Although NASes are often used for storing backup copies of data from users’ computers, you should take care about your NAS, too. One way is to back up data from specified shared folders on external drives. You can choose the backup device (it must be connected to the NAS), schedule and mode (copying or synchronizing).
The second way allows creating network backups to another NAS or an Rsync server. Unfortunately, the conventional SMB and FTP protocols are not supported. You can define multiple tasks with different parameters (the selection of resources, schedule, etc).
Professionals may be interested in the opportunity of establishing a web-server on the NAS. It supports PHP, MySQL and can host rather complex projects. Additionally, you can install ready-made packages with the WordPress or Joomla systems.
The NAS provides full-featured file access via a standard web-browser interface, so you can easily work with your data via the Internet from any computer (of course, if your router is set up appropriately and has a real IP address). Standard operations like creating folders, uploading files, renaming/copying/moving/deleting are all supported.

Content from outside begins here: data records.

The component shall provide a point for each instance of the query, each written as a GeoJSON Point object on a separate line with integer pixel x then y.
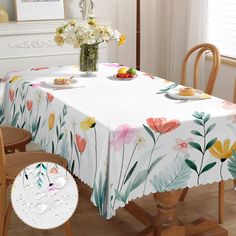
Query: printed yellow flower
{"type": "Point", "coordinates": [59, 30]}
{"type": "Point", "coordinates": [51, 120]}
{"type": "Point", "coordinates": [87, 123]}
{"type": "Point", "coordinates": [92, 22]}
{"type": "Point", "coordinates": [222, 150]}
{"type": "Point", "coordinates": [59, 40]}
{"type": "Point", "coordinates": [122, 39]}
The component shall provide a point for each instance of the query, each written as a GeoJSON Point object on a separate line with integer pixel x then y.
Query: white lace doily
{"type": "Point", "coordinates": [44, 195]}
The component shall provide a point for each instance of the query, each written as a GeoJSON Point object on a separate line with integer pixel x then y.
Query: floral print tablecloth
{"type": "Point", "coordinates": [124, 138]}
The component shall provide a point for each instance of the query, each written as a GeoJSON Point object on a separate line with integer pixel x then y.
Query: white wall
{"type": "Point", "coordinates": [155, 28]}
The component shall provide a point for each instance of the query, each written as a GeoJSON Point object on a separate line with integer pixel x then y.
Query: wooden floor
{"type": "Point", "coordinates": [201, 201]}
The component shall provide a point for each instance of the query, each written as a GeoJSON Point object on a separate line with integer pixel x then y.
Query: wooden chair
{"type": "Point", "coordinates": [216, 61]}
{"type": "Point", "coordinates": [201, 48]}
{"type": "Point", "coordinates": [15, 139]}
{"type": "Point", "coordinates": [10, 167]}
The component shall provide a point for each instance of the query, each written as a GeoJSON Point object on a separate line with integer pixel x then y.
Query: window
{"type": "Point", "coordinates": [222, 26]}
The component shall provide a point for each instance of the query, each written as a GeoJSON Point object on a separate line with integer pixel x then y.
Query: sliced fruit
{"type": "Point", "coordinates": [132, 71]}
{"type": "Point", "coordinates": [122, 70]}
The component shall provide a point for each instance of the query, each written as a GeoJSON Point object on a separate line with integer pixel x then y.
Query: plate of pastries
{"type": "Point", "coordinates": [185, 93]}
{"type": "Point", "coordinates": [63, 82]}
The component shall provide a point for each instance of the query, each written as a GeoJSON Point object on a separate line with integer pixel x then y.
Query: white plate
{"type": "Point", "coordinates": [174, 93]}
{"type": "Point", "coordinates": [115, 76]}
{"type": "Point", "coordinates": [72, 84]}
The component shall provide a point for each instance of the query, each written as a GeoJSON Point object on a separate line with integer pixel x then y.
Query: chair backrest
{"type": "Point", "coordinates": [2, 184]}
{"type": "Point", "coordinates": [214, 70]}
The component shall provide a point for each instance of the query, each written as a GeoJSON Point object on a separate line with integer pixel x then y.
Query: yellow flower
{"type": "Point", "coordinates": [51, 120]}
{"type": "Point", "coordinates": [59, 40]}
{"type": "Point", "coordinates": [87, 123]}
{"type": "Point", "coordinates": [72, 22]}
{"type": "Point", "coordinates": [59, 30]}
{"type": "Point", "coordinates": [222, 150]}
{"type": "Point", "coordinates": [122, 39]}
{"type": "Point", "coordinates": [92, 22]}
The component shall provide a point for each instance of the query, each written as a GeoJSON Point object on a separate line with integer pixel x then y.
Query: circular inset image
{"type": "Point", "coordinates": [44, 195]}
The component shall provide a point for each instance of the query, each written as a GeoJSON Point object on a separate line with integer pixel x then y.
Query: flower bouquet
{"type": "Point", "coordinates": [87, 36]}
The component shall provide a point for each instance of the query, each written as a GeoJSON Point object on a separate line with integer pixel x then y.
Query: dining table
{"type": "Point", "coordinates": [127, 138]}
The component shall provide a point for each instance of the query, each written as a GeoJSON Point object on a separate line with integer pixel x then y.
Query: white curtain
{"type": "Point", "coordinates": [181, 24]}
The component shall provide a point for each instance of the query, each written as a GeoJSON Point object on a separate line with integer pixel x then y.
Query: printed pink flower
{"type": "Point", "coordinates": [124, 134]}
{"type": "Point", "coordinates": [161, 125]}
{"type": "Point", "coordinates": [229, 105]}
{"type": "Point", "coordinates": [50, 97]}
{"type": "Point", "coordinates": [29, 105]}
{"type": "Point", "coordinates": [80, 142]}
{"type": "Point", "coordinates": [11, 94]}
{"type": "Point", "coordinates": [182, 145]}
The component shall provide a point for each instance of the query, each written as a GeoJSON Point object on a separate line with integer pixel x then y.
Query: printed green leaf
{"type": "Point", "coordinates": [195, 132]}
{"type": "Point", "coordinates": [196, 146]}
{"type": "Point", "coordinates": [57, 131]}
{"type": "Point", "coordinates": [119, 196]}
{"type": "Point", "coordinates": [73, 166]}
{"type": "Point", "coordinates": [139, 179]}
{"type": "Point", "coordinates": [210, 128]}
{"type": "Point", "coordinates": [38, 166]}
{"type": "Point", "coordinates": [61, 136]}
{"type": "Point", "coordinates": [154, 163]}
{"type": "Point", "coordinates": [211, 143]}
{"type": "Point", "coordinates": [198, 122]}
{"type": "Point", "coordinates": [150, 132]}
{"type": "Point", "coordinates": [206, 118]}
{"type": "Point", "coordinates": [197, 115]}
{"type": "Point", "coordinates": [53, 147]}
{"type": "Point", "coordinates": [130, 172]}
{"type": "Point", "coordinates": [208, 167]}
{"type": "Point", "coordinates": [44, 167]}
{"type": "Point", "coordinates": [232, 165]}
{"type": "Point", "coordinates": [172, 177]}
{"type": "Point", "coordinates": [191, 165]}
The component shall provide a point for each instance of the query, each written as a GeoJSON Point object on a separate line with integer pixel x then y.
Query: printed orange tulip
{"type": "Point", "coordinates": [11, 94]}
{"type": "Point", "coordinates": [29, 105]}
{"type": "Point", "coordinates": [80, 142]}
{"type": "Point", "coordinates": [50, 97]}
{"type": "Point", "coordinates": [87, 123]}
{"type": "Point", "coordinates": [223, 151]}
{"type": "Point", "coordinates": [161, 125]}
{"type": "Point", "coordinates": [51, 120]}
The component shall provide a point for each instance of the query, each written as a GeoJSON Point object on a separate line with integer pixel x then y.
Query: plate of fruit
{"type": "Point", "coordinates": [125, 73]}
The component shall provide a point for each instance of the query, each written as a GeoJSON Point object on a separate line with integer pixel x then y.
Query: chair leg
{"type": "Point", "coordinates": [183, 195]}
{"type": "Point", "coordinates": [221, 202]}
{"type": "Point", "coordinates": [7, 219]}
{"type": "Point", "coordinates": [68, 229]}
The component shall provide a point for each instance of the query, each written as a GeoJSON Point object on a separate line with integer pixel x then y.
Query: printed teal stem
{"type": "Point", "coordinates": [96, 154]}
{"type": "Point", "coordinates": [221, 167]}
{"type": "Point", "coordinates": [135, 147]}
{"type": "Point", "coordinates": [121, 170]}
{"type": "Point", "coordinates": [149, 163]}
{"type": "Point", "coordinates": [203, 154]}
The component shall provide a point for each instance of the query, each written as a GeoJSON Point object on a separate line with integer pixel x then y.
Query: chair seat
{"type": "Point", "coordinates": [15, 138]}
{"type": "Point", "coordinates": [16, 162]}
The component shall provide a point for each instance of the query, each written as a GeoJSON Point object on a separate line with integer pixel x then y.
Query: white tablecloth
{"type": "Point", "coordinates": [123, 138]}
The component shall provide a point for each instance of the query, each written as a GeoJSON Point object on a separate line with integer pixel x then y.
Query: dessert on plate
{"type": "Point", "coordinates": [187, 91]}
{"type": "Point", "coordinates": [61, 81]}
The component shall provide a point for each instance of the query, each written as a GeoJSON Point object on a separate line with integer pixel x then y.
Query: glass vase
{"type": "Point", "coordinates": [88, 58]}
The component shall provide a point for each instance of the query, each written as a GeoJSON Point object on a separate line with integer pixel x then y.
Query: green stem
{"type": "Point", "coordinates": [221, 166]}
{"type": "Point", "coordinates": [96, 154]}
{"type": "Point", "coordinates": [128, 165]}
{"type": "Point", "coordinates": [203, 154]}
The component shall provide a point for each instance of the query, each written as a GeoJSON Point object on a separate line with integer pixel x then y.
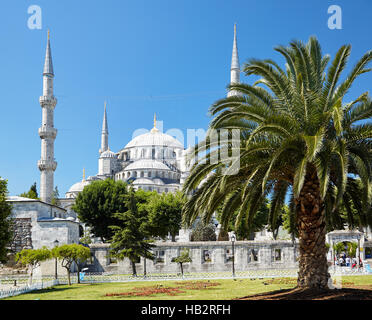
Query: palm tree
{"type": "Point", "coordinates": [297, 140]}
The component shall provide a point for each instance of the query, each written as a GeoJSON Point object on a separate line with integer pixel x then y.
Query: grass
{"type": "Point", "coordinates": [172, 290]}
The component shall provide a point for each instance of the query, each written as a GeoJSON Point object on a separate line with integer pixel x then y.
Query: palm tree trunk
{"type": "Point", "coordinates": [134, 271]}
{"type": "Point", "coordinates": [313, 268]}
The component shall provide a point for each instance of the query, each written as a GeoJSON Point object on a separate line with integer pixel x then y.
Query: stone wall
{"type": "Point", "coordinates": [21, 228]}
{"type": "Point", "coordinates": [248, 255]}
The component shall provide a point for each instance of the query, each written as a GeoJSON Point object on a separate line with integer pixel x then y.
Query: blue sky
{"type": "Point", "coordinates": [169, 57]}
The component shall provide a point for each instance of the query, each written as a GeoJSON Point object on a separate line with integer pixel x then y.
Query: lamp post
{"type": "Point", "coordinates": [56, 242]}
{"type": "Point", "coordinates": [233, 238]}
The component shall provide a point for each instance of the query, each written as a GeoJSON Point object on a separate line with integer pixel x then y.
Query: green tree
{"type": "Point", "coordinates": [32, 193]}
{"type": "Point", "coordinates": [69, 254]}
{"type": "Point", "coordinates": [297, 138]}
{"type": "Point", "coordinates": [98, 202]}
{"type": "Point", "coordinates": [6, 233]}
{"type": "Point", "coordinates": [203, 232]}
{"type": "Point", "coordinates": [130, 238]}
{"type": "Point", "coordinates": [184, 257]}
{"type": "Point", "coordinates": [165, 214]}
{"type": "Point", "coordinates": [32, 258]}
{"type": "Point", "coordinates": [55, 197]}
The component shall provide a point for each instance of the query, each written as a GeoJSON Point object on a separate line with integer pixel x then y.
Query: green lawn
{"type": "Point", "coordinates": [206, 290]}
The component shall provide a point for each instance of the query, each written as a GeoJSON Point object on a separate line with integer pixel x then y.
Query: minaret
{"type": "Point", "coordinates": [235, 67]}
{"type": "Point", "coordinates": [154, 129]}
{"type": "Point", "coordinates": [104, 135]}
{"type": "Point", "coordinates": [47, 132]}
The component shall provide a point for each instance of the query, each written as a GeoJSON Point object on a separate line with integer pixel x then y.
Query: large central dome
{"type": "Point", "coordinates": [154, 138]}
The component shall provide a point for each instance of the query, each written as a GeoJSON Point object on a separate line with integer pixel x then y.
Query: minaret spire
{"type": "Point", "coordinates": [48, 64]}
{"type": "Point", "coordinates": [47, 132]}
{"type": "Point", "coordinates": [235, 66]}
{"type": "Point", "coordinates": [104, 135]}
{"type": "Point", "coordinates": [154, 129]}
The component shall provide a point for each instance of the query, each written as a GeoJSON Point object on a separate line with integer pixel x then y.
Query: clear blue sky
{"type": "Point", "coordinates": [169, 57]}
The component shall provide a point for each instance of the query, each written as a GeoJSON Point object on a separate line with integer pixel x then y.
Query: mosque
{"type": "Point", "coordinates": [153, 161]}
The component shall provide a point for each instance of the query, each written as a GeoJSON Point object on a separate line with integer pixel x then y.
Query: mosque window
{"type": "Point", "coordinates": [277, 255]}
{"type": "Point", "coordinates": [207, 256]}
{"type": "Point", "coordinates": [159, 256]}
{"type": "Point", "coordinates": [253, 255]}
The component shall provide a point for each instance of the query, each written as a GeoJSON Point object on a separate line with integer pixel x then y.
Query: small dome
{"type": "Point", "coordinates": [143, 181]}
{"type": "Point", "coordinates": [108, 154]}
{"type": "Point", "coordinates": [158, 181]}
{"type": "Point", "coordinates": [146, 164]}
{"type": "Point", "coordinates": [154, 138]}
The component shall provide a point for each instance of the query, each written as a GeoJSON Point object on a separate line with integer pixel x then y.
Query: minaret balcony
{"type": "Point", "coordinates": [47, 132]}
{"type": "Point", "coordinates": [48, 101]}
{"type": "Point", "coordinates": [47, 165]}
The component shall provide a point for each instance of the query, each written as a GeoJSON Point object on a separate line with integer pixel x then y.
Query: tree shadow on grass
{"type": "Point", "coordinates": [309, 294]}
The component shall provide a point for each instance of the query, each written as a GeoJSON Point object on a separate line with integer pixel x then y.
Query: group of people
{"type": "Point", "coordinates": [346, 261]}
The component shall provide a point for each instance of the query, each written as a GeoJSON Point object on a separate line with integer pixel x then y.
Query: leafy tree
{"type": "Point", "coordinates": [98, 202]}
{"type": "Point", "coordinates": [165, 214]}
{"type": "Point", "coordinates": [130, 239]}
{"type": "Point", "coordinates": [32, 258]}
{"type": "Point", "coordinates": [6, 234]}
{"type": "Point", "coordinates": [296, 138]}
{"type": "Point", "coordinates": [32, 193]}
{"type": "Point", "coordinates": [69, 254]}
{"type": "Point", "coordinates": [203, 232]}
{"type": "Point", "coordinates": [184, 257]}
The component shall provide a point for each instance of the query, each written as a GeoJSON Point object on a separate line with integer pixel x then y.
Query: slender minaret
{"type": "Point", "coordinates": [47, 132]}
{"type": "Point", "coordinates": [235, 67]}
{"type": "Point", "coordinates": [104, 135]}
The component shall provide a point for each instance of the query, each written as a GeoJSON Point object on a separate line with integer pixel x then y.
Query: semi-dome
{"type": "Point", "coordinates": [143, 181]}
{"type": "Point", "coordinates": [146, 164]}
{"type": "Point", "coordinates": [154, 138]}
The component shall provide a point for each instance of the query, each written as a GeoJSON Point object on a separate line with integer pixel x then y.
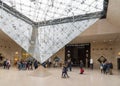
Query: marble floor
{"type": "Point", "coordinates": [14, 77]}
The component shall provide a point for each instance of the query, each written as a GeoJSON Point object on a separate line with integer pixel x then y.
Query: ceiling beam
{"type": "Point", "coordinates": [15, 13]}
{"type": "Point", "coordinates": [101, 14]}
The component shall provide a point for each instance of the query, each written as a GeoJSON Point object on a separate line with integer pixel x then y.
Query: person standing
{"type": "Point", "coordinates": [91, 63]}
{"type": "Point", "coordinates": [81, 67]}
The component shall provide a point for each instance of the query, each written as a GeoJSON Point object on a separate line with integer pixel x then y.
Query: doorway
{"type": "Point", "coordinates": [77, 52]}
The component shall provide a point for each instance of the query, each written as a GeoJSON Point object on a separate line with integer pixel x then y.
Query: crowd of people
{"type": "Point", "coordinates": [27, 65]}
{"type": "Point", "coordinates": [106, 67]}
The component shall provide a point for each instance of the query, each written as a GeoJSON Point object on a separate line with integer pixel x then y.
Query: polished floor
{"type": "Point", "coordinates": [14, 77]}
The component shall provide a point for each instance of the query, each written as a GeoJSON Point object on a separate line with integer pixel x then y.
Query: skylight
{"type": "Point", "coordinates": [43, 10]}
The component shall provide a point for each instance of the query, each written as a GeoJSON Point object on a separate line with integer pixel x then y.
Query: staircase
{"type": "Point", "coordinates": [41, 42]}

The multimedia aspect of the TS-219P is presented by three services: an extended web-based file manager, iTunes and UPnP AV/DLNA servers. The former allows viewing photos, including EXIF information, also as a slideshow, and add comments to them. This feature has been long available in QNAP’s products but it’s not very useful. The iTunes server is going to be of much more help as it can store all your music and synchronize it with popular players from Apple. Data (files in the formats mp3, wav and m4a) are only indexed in the Qmultimedia folder. There is no web-interface for the Firefly software utilized here, but you can change some parameters of this service by editing the configuration file via the console.
QNAP has been long using one of the best implementations of a multimedia service, the TwonkyMedia program. It is used in the TS-219P, too. It can index various file formats including HD video such as mkv, ts and m2ts. It can work with any folders and is compatible with PlayStation 3 and Xbox 360. This service can be configured via an exclusive web interface.
An autonomous file download service is present, too. It supports FTP/HTTP and BitTorrent. Despite the high overall performance of the NAS, the number of simultaneous downloads is limited to 10. There are settings for BitTorrent only: you can choose ports, speed limits, and a schedule for the service to work by. DHT and protocol encryption are supported. For each task you can specify a seed period (in hours) after the download is complete. Download tasks can only be managed by the device administrator. Besides the browser, this can all be made through a special program called Qget. It is available in versions for Windows and Mac OS X.
The download service is quite functional overall, but if you are planning to work with torrents heavily, you may want to install the alternative client called transmission from Optware.
The last original feature is the video surveillance system for IP cameras. QNAP offers a separate line of products for this application, so it must have been easy to add this feature into NASes as well. The TS-219P supports a maximum of two video cameras. If you want more, you need a higher-performance or a specialized solution. The NAS is compatible with MJPEG and MPEG4 cameras. The settings are few: selecting a camera and choosing video recording parameters. You can also specify a recording schedule, make the camera begin to record when the motion sensor is triggered on (this feature must be supported by the camera itself), define parameters for data storage and rerecording. You can work with the system by using two screens: viewing the image live or watching recordings. This is only available with the Internet Explorer browsers as the system uses special plugins.